“素のディーゼルエンジン”こそマツダ「CX-60」の本命? 課題だった乗り心地は改善されたのか?
エンジンを回す歓びを感じられる“素のディーゼル”
『VAGUE』ではこれまで、マツダ「CX-60」のガソリンPHEV(プラグインハイブリッド)仕様や、「XDハイブリッド」グレードに搭載されるディーゼルMHEV(マイルドハイブリッド)仕様の印象をレポートしてきたが、今回は先ごろデリバリーが始まったモーターなしのディーゼル=“素のディーゼル”仕様の印象をお伝えしよう。

「XD(クロス・ディー)」グレードに搭載される“素のディーゼル”は、“スカイアクティブD 3.3”と呼ばれる3.3リッターの直列6気筒ディーゼルターボエンジン。3.3リッターということで「排気量が大きすぎるのでは?」と感じる人がいるかもしれないが、大きな排気量はパワーを引き出すためのものではなく、燃料を効率的に燃焼させて燃費を良化させるためのもの。これを理解しておかないと、このエンジンの存在意義を誤解する。

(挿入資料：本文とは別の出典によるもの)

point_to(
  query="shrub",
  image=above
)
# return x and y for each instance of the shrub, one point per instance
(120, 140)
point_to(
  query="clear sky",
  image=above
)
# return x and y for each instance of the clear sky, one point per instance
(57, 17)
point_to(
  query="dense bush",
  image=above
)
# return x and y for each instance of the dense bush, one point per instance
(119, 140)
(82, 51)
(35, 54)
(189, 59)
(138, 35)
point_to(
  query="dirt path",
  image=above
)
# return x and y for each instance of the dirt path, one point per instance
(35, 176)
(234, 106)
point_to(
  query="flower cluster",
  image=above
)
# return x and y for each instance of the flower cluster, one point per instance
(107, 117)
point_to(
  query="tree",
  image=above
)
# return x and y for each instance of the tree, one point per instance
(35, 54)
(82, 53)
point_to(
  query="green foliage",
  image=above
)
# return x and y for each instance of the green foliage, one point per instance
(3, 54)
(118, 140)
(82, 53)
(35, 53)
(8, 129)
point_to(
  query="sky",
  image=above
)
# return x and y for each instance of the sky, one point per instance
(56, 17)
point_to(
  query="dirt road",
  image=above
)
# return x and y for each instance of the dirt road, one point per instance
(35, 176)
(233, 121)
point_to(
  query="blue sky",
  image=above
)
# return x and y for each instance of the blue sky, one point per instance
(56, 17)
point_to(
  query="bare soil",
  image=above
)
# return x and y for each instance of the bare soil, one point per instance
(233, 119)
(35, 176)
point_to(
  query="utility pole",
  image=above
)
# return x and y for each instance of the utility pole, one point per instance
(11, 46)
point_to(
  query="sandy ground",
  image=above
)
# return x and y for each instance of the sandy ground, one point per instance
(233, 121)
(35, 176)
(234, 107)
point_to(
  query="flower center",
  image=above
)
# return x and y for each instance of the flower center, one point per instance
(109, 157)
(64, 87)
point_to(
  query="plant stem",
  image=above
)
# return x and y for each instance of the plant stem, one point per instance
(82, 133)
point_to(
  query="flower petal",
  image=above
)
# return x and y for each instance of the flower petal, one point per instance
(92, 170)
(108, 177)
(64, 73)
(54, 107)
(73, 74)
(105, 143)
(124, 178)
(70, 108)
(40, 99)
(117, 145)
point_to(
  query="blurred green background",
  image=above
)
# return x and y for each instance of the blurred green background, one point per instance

理想的な燃焼をおこなって燃費をよくするための大排気量、なんて従来の常識では理解しがたいが、カタログに記載されるXDのWLTCモード燃費は最高19.8km/L(エントリーグレードの後輪駆動車)と驚きの数値をマークする。今回のドライブでも実燃費で17km/L超えをマークしたから、マツダの理論には納得だ。
XDの3.3リッターディーゼルターボは、力強さも印象的だ。パワーより燃費重視とはいえ、最高出力231ps、最大トルク500Nmを発生することもあり、約1.9トンの重量級ボディをグイグイと加速させる。
それでいてこのエンジンは、運転のしやすさにおいても優秀だ。わずか1500回転で最大トルクを発生するおかげで、エンジン回転数を高めることなくクルマが前へ前へと進んでいく。街中など日常的な走行シーンにおいては、エンジン回転数が2000回転を超えることはほぼなく、1500回転も回していれば十分こと足りてしまうほど。一度この感覚を知ってしまうと、普通のガソリンエンジン車には戻れないかもしれない。
試乗前にひとつ心配だったのは、MHEV用の心臓部である“e-スカイアクティブD 3.3”が最高出力254ps(+モーター16.3ps)、最大トルク550Nm(+モーター153Nm)を発生するのに対し、XDの“スカイアクティブD 3.3”は231ps、500Nmへとスペックダウンしていること。エンジン自体は同じだが、XDは制御を変えることでインジェクターの最大噴射圧を低くし、スペックを落としているという。
2台を乗り比べてみると、確かにその違いを感じなくもないが、結論からいうとXDの“素のディーゼル”でもパフォーマンスは十分だった。最も違いを感じるのは1500〜3000回転辺りの領域で、MHEVの方が前へ進もうとする感覚が強い。これは、モーターアシストの有無による印象の違いもあるが、両エンジンのトルク特性に差がつけられているからだ。とはいえ、XDの“素のディーゼル”だけをドライブするのであれば、低回転域からの圧倒的なトルク感に感心させられるばかりである。

しかも3000回転以上になると、双方の発生トルクの差は小さくなり、4000回転以上ではほぼ同じ数値に。それもあって、MHEVはモーターアシストによって全域で厚いトルクを感じられるのに対して、XDの“素のディーゼル”は回転が高まるにつれて力強さが増していく印象だ。
絶対的な速さではMHEVだが、高回転域での盛り上がりではXDに軍配が上がる。エンジンを回す歓びを感じたいから、あえてモーターのない“素のディーゼル”を選ぶというのもアリだろう。